Before he succumbed to kidney cancer, my grandfather gave me some excellent advice on the purpose of college. Growing up during the Great Depression, he was the first generation in his family to achieve secondary education of any kind. Because he had nothing, he viewed college as a way to increase future earning potential and nothing more.
“Get your ticket punched,” he once said in his didactic, old-class Southern way of speaking.
That is, where you go to college and the subsequent grades that you receive matter relatively little to the vast majority of your future employers. Going to college was, and still is, a way of getting your metaphorical ticket punched.
After being so poor that he had to rely on his neighbors’ hospitality to play with toys when he was young, my grandfather went on to achieve degrees in chemistry and nuclear engineering. Later on in his career, he worked to put a nuclear reactor into orbit. None of this would have been possible if he hadn’t been able to get his ticket punched, to get through school, to push forward.
De te fabula narratur — the story applies to you too. Sometimes, it’s easy to get bogged down in the minutiae of college.
When every day is reduced to another class to attend, another exam to cram for, another homework assignment to complete, the light at the end of the tunnel becomes increasingly dim. Getting through college sometimes requires burning the candle at both ends. As the late Christopher Hitchens once said, you will find that “it often gives a lovely light.”

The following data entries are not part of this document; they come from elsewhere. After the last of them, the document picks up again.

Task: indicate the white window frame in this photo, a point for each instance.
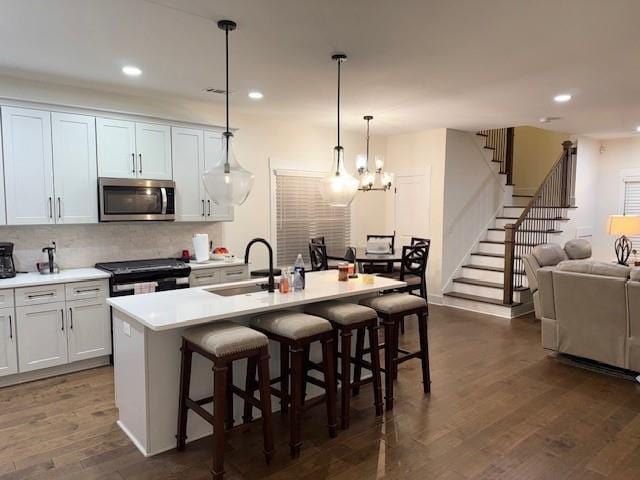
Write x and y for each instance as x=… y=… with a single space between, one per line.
x=273 y=215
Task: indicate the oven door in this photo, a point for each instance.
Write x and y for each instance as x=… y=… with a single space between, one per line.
x=123 y=199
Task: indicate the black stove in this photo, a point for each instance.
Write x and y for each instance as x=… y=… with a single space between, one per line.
x=168 y=273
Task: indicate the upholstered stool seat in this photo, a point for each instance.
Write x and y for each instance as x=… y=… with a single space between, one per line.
x=295 y=332
x=225 y=338
x=341 y=312
x=224 y=343
x=291 y=325
x=347 y=318
x=392 y=309
x=394 y=303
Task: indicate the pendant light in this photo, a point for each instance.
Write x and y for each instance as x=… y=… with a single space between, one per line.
x=367 y=177
x=227 y=182
x=338 y=188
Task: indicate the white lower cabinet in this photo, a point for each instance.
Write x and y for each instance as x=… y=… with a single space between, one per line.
x=89 y=332
x=8 y=342
x=42 y=336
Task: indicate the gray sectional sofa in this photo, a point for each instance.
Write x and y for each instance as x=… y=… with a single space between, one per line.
x=588 y=309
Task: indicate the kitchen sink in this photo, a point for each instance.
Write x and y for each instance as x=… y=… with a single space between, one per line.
x=241 y=290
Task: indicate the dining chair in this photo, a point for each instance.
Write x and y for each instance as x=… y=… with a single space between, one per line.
x=318 y=256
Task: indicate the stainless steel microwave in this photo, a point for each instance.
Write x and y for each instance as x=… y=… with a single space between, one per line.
x=131 y=199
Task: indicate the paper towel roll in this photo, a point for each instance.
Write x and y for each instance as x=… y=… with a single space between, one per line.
x=201 y=247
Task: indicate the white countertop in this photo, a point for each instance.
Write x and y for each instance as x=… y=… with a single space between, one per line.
x=215 y=264
x=33 y=279
x=192 y=306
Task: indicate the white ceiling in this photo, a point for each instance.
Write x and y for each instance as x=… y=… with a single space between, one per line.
x=413 y=64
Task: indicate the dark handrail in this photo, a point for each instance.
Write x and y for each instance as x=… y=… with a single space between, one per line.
x=537 y=220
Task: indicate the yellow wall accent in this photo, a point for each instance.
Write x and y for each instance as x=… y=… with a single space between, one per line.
x=534 y=152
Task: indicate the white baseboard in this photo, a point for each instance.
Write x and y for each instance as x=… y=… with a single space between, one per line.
x=53 y=371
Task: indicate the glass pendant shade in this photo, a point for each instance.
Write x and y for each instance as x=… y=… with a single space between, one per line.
x=338 y=188
x=227 y=182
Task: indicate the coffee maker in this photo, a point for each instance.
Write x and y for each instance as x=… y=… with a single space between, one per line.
x=7 y=267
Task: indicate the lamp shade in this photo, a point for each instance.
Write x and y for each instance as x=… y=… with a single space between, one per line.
x=227 y=182
x=624 y=225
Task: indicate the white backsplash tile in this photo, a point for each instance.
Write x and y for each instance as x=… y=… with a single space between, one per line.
x=84 y=245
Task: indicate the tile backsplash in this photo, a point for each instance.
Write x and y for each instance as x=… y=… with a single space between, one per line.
x=84 y=245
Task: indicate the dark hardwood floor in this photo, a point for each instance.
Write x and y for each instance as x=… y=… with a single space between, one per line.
x=500 y=408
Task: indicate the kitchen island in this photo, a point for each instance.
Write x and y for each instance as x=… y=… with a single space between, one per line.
x=147 y=332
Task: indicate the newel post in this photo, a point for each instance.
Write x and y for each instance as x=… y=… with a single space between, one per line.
x=509 y=257
x=567 y=146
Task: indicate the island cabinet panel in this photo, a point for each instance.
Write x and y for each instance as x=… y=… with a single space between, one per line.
x=28 y=166
x=89 y=332
x=42 y=337
x=8 y=342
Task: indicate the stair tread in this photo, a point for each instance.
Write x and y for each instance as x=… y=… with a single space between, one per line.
x=496 y=229
x=478 y=298
x=487 y=268
x=484 y=283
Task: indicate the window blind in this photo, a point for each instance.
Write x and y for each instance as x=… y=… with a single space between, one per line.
x=632 y=205
x=301 y=213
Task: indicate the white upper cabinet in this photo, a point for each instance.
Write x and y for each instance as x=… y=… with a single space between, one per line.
x=133 y=150
x=188 y=163
x=116 y=148
x=8 y=342
x=75 y=168
x=212 y=155
x=28 y=166
x=153 y=145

Your life may revolve around school, but it doesn’t have to be school. It is a dangerous prospect to make your mental health reliant on the status of a semester’s classes. Reorient your mindset to having a good life outside of school instead, and you will find that you feel more valued and fulfilled. People are meant to exist outside the realm of being note-taking and homework machines.

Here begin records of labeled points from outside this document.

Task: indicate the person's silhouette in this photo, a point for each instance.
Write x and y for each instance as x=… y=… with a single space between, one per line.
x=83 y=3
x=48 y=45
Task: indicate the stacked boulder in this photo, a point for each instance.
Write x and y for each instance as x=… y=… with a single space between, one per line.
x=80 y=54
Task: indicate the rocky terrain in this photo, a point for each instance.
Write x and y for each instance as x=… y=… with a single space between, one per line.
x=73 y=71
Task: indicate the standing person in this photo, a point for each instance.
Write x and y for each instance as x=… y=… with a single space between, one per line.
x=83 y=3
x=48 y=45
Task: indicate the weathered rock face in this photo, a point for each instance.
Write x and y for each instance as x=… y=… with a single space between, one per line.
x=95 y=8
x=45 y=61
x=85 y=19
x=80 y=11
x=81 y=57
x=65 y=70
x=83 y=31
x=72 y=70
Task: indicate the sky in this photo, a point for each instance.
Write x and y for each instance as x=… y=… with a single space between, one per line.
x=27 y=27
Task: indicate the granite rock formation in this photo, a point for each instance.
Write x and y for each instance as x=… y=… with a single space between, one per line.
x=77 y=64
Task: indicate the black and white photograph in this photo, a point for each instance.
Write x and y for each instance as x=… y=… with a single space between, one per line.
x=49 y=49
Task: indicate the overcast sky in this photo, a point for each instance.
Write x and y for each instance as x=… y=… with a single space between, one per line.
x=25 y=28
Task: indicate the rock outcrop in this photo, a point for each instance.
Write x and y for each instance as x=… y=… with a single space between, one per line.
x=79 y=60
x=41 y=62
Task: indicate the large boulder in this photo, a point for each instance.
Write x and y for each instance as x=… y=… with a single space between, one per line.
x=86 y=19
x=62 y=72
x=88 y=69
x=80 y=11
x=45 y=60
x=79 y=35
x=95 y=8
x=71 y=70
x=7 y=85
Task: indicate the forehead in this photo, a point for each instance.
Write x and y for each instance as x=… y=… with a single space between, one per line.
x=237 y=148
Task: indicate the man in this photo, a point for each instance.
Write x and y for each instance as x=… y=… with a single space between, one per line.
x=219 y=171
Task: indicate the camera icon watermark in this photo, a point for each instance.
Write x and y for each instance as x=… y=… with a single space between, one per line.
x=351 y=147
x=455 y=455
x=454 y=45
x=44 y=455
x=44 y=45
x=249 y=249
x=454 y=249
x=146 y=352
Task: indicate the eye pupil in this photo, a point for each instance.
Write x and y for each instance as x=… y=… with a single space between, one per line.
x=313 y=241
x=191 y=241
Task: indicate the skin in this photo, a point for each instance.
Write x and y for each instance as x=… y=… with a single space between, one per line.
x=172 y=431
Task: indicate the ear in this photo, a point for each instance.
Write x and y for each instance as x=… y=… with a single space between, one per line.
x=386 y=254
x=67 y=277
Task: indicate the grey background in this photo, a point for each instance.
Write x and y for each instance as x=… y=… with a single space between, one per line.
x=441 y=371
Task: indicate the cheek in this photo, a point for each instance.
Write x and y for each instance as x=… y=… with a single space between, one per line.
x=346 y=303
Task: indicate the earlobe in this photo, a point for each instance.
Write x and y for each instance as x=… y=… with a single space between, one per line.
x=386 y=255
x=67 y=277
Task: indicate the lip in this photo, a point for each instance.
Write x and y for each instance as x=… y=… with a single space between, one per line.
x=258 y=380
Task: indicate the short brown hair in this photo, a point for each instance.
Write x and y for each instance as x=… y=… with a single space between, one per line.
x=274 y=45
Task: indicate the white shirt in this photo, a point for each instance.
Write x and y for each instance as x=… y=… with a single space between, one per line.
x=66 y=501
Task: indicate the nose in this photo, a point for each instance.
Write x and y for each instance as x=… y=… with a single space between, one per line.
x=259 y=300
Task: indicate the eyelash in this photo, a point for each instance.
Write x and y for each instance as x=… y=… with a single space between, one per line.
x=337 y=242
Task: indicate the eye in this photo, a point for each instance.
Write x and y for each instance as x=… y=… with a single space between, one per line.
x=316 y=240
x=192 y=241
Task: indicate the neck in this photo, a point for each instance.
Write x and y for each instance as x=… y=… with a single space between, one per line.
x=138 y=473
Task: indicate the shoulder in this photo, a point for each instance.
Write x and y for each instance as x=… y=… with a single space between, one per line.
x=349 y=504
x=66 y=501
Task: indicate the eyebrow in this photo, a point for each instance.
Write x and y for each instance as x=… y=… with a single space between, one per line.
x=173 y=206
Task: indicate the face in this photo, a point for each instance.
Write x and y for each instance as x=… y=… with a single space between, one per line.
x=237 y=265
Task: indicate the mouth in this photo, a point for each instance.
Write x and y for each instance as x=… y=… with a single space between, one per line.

My grandfather used to have another saying, which I only recently understood to be closely linked to the latter.
“Sometimes, you just have to get down and grunt, and that’s OK,” he said.
If life is a train ride to success and contentment, college is the equivalent of getting your ticket punched. That doesn’t mean that you won’t have to work to pay your fare.
Everyone who’s been through it knows that it’s no easy job, and frankly, there’s no point in icing it with platitudes such as “college will be the best years of your life.” By sewing impossible expectations, we reap only disappointment.
College is not intended to be a non-stop thrill ride; it’s not fun. If we continue to tell young people that now is the best they will ever feel, we risk hampering them for the rest of their lives.
That doesn’t mean, however, that your life while in school has to be miserable. This can be achieved by a thorough and complete separation of your being from the university. At the end of the day, you are a person, distinct and separate from your work. Start living like it.